If you have the 16 character string that is used by GA, then you no longer need Google at all, in fact, even if you do use the GA app, then the generated key is done on your device without communicating with Google (if the app does actually communicate with Google, then it is an "extra" that isn't required to satisfy the requirement).

Definitely, this post from the other thread indicates what I think will be the best way to deal with ANY possible collision (not talking at all about brute-force here, only accidental collision(s).

http://forum.bittorr...__40#entry48294

This too:

[wimbit]

Question: Bit Torrent Sync does not know my secret, they just know the HASH of my secret, right? SO, if they are compromised, will anyone ever know my actual secret?

Also, given that someone *could* guess my secret or collide with it. Not likely, but possible.

... If I generate a Billion 20 character (a-z,A-Z,1-9) words (secrets) how many of them will contain my email address? If I preface my email address to a secret, then how much less is the probability that someone would find my secret randomly?

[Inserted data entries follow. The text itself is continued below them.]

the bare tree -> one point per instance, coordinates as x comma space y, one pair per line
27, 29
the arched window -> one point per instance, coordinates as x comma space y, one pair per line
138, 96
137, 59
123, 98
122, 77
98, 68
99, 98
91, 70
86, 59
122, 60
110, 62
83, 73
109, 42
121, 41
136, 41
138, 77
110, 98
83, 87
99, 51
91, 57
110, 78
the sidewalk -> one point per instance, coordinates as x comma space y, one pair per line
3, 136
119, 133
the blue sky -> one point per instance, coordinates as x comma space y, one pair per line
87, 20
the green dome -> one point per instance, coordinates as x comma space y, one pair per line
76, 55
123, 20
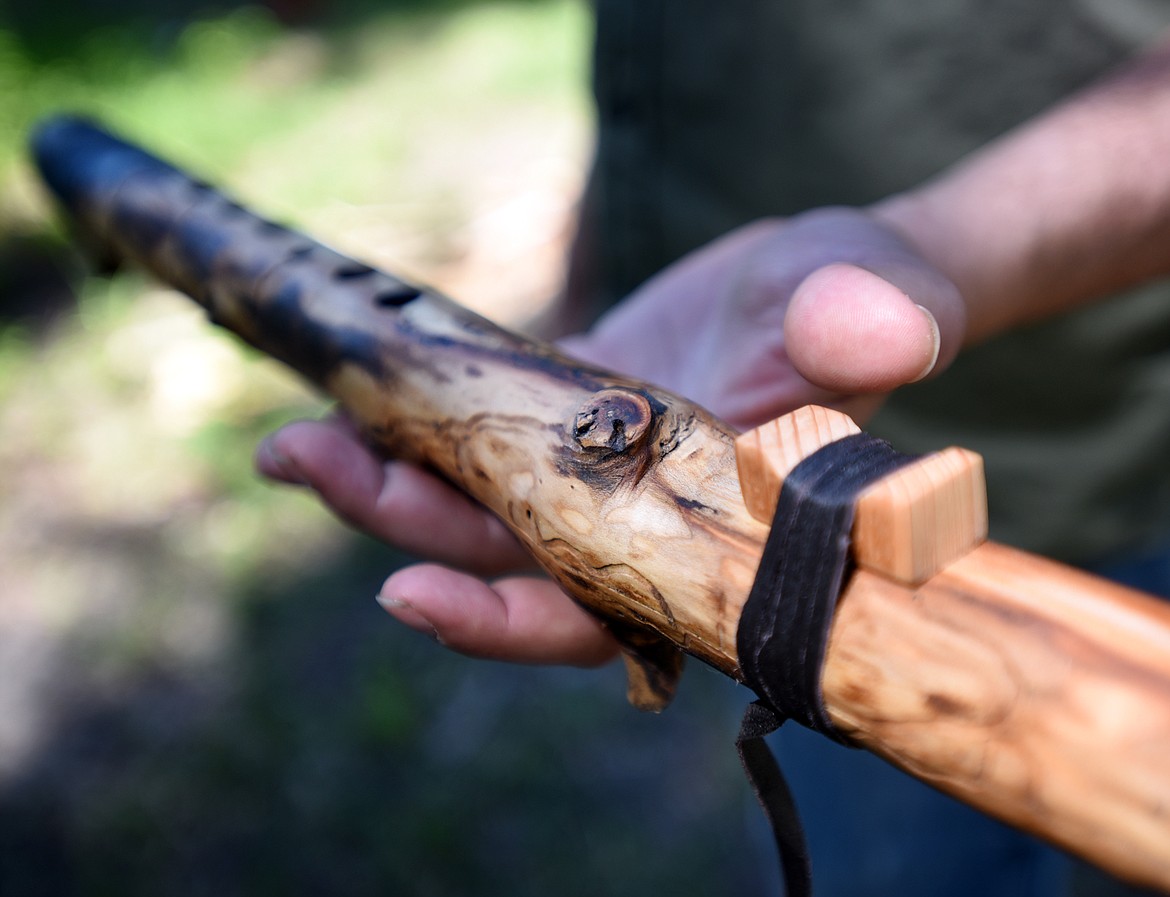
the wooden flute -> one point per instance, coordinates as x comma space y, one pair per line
1036, 692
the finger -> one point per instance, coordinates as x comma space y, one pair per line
523, 620
850, 330
392, 501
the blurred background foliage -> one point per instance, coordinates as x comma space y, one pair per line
199, 695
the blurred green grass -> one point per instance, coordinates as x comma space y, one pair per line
200, 695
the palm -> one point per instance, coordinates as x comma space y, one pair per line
824, 308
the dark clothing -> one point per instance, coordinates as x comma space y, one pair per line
713, 114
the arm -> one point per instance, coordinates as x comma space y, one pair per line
818, 309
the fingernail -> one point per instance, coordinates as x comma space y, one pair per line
935, 344
407, 614
287, 467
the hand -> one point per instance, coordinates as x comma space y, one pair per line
830, 306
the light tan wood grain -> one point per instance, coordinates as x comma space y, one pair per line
1034, 692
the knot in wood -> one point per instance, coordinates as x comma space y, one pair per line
612, 419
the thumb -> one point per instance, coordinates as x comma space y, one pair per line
868, 330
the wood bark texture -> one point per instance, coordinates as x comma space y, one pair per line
1037, 694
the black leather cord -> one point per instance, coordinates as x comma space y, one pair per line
785, 622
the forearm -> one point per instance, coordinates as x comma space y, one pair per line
1066, 208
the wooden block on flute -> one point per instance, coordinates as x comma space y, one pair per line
908, 525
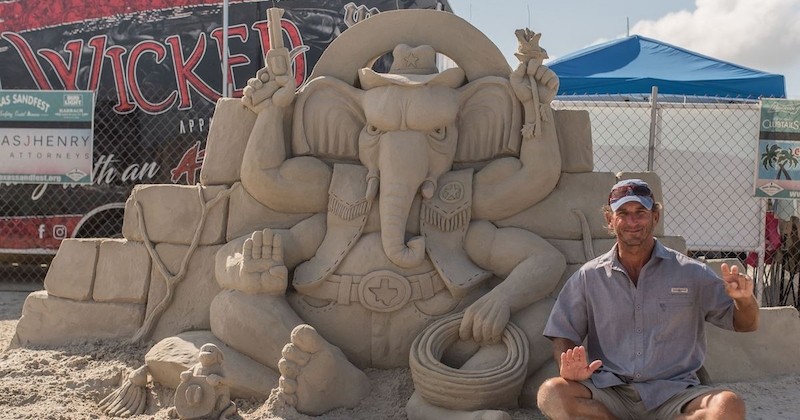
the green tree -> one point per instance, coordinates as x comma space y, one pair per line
774, 156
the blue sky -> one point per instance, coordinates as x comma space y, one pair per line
760, 34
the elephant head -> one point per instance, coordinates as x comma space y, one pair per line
406, 128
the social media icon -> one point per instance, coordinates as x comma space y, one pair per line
60, 232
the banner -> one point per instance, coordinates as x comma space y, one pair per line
778, 155
46, 136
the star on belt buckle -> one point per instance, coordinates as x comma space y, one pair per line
384, 291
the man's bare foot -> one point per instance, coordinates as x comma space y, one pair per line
316, 377
418, 408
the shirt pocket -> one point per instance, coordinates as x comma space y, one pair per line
675, 319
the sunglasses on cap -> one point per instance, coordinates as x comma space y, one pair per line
629, 190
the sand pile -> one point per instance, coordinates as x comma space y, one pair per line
68, 383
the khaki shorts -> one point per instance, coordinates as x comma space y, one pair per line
624, 401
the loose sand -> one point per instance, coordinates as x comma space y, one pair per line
68, 383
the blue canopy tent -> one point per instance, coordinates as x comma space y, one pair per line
633, 65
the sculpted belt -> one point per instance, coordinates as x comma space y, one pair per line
380, 291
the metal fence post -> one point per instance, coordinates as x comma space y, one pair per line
653, 128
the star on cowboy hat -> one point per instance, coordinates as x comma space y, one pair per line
412, 66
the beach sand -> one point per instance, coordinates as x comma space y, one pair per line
68, 382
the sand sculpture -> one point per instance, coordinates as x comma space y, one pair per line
365, 220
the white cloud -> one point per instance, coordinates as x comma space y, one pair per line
761, 34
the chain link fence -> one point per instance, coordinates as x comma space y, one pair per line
705, 155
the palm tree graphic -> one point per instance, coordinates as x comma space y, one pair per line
774, 156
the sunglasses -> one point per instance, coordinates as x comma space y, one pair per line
629, 190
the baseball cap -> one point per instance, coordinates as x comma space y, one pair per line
629, 190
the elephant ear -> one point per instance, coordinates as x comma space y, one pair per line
489, 122
328, 118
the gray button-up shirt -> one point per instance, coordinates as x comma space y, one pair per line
651, 335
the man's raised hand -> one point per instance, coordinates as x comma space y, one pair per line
574, 366
262, 269
737, 285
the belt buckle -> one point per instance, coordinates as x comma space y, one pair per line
384, 291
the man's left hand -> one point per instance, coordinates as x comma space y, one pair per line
737, 285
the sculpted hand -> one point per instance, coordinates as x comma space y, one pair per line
546, 80
268, 90
574, 366
486, 319
262, 269
737, 285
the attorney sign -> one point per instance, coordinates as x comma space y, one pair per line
46, 137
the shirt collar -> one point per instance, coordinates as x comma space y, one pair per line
611, 260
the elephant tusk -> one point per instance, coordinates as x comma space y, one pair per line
428, 188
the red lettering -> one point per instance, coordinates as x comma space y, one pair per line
133, 81
124, 104
68, 73
190, 163
184, 71
26, 52
98, 45
234, 60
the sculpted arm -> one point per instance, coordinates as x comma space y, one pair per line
296, 185
531, 267
508, 186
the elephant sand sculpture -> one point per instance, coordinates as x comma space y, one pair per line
403, 209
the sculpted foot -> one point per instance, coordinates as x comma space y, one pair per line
316, 377
130, 398
418, 408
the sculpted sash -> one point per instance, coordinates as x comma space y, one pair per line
348, 209
444, 220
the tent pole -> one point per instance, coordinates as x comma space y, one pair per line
653, 121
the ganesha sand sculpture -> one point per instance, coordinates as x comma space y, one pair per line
363, 285
413, 213
358, 281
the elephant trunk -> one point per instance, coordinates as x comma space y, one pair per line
403, 165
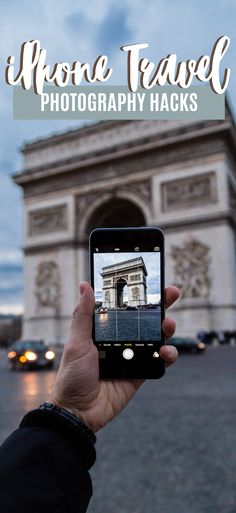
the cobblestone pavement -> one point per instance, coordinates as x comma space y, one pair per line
173, 450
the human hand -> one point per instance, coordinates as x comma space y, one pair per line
77, 387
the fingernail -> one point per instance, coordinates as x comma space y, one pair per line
82, 289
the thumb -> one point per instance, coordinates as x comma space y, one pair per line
82, 319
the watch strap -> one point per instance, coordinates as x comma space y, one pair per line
70, 427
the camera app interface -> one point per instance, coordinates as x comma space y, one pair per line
128, 297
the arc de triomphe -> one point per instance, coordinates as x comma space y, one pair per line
131, 273
178, 175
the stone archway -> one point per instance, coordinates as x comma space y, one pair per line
115, 277
120, 285
116, 212
111, 213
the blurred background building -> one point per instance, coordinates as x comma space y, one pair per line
178, 175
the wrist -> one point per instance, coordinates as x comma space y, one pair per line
74, 411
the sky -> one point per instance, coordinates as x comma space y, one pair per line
80, 30
152, 263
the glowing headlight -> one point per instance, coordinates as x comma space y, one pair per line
11, 354
30, 356
50, 355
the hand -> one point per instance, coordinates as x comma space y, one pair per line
77, 387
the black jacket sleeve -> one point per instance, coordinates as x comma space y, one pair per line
43, 470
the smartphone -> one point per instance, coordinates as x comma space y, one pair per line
127, 275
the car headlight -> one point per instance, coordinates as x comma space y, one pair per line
30, 356
23, 358
50, 355
201, 345
11, 354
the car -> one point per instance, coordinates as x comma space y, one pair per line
102, 309
188, 345
30, 354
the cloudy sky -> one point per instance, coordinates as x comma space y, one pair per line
77, 30
152, 263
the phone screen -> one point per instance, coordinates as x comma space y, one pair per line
128, 296
128, 280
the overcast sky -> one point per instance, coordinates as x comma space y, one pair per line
152, 263
81, 31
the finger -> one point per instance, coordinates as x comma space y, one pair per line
171, 295
168, 327
169, 354
82, 319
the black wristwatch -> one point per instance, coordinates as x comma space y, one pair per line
72, 429
77, 421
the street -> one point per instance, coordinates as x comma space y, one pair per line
173, 450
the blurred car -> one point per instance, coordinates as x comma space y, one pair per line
188, 345
102, 309
30, 354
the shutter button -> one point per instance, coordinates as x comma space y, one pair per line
128, 354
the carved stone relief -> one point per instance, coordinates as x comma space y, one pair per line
191, 268
135, 277
47, 284
47, 220
189, 192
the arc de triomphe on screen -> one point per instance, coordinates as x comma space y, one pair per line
178, 175
131, 273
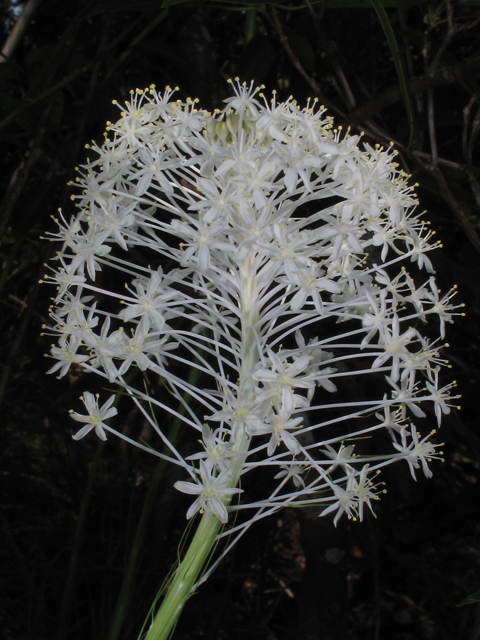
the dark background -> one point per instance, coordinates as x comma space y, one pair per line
89, 531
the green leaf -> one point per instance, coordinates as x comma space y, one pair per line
474, 597
397, 59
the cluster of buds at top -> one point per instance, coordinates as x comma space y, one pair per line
269, 254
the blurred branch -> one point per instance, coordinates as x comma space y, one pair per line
441, 77
449, 198
22, 173
332, 56
298, 66
18, 31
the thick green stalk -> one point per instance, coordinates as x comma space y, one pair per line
190, 568
185, 577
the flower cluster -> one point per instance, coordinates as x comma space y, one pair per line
254, 260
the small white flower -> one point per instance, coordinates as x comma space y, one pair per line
96, 416
212, 491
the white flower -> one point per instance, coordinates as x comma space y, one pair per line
96, 416
227, 241
212, 492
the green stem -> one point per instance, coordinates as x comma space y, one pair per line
185, 577
196, 558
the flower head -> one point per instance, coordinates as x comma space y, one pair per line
227, 240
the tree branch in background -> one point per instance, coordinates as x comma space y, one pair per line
442, 77
18, 31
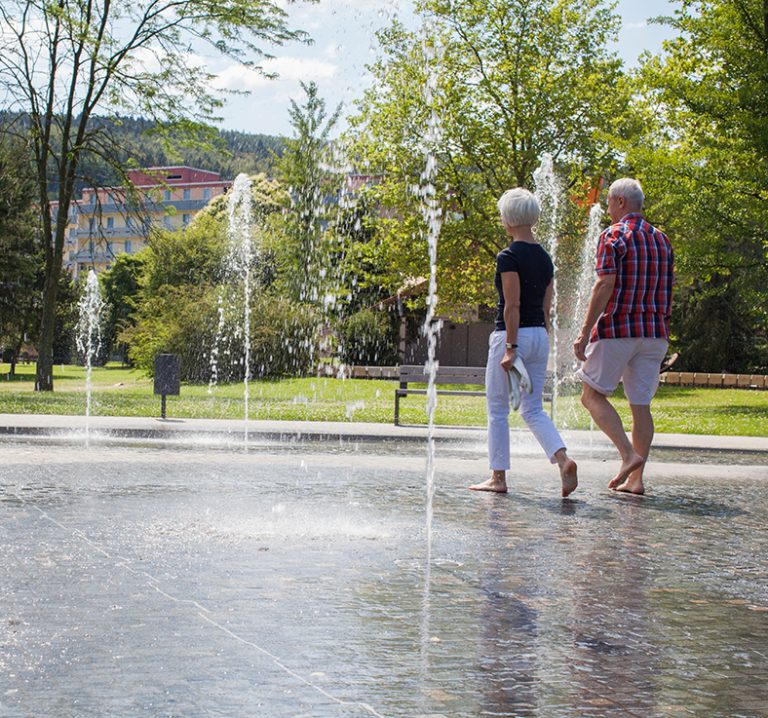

Any math wizards want to take a try at solving that ...

[Heavensrevenge]

Not meaning to revive a dead thread but if security seems paramount, Sync should just use the new SHA-3 Checksums of any length anyone wants. The Algorithm is named Keccak and is the new SHA checksum blessed by the NIST So yea you should completely rock Keccak for checkcums or secret creation in some future build to really be ahead of the curve in terms of security.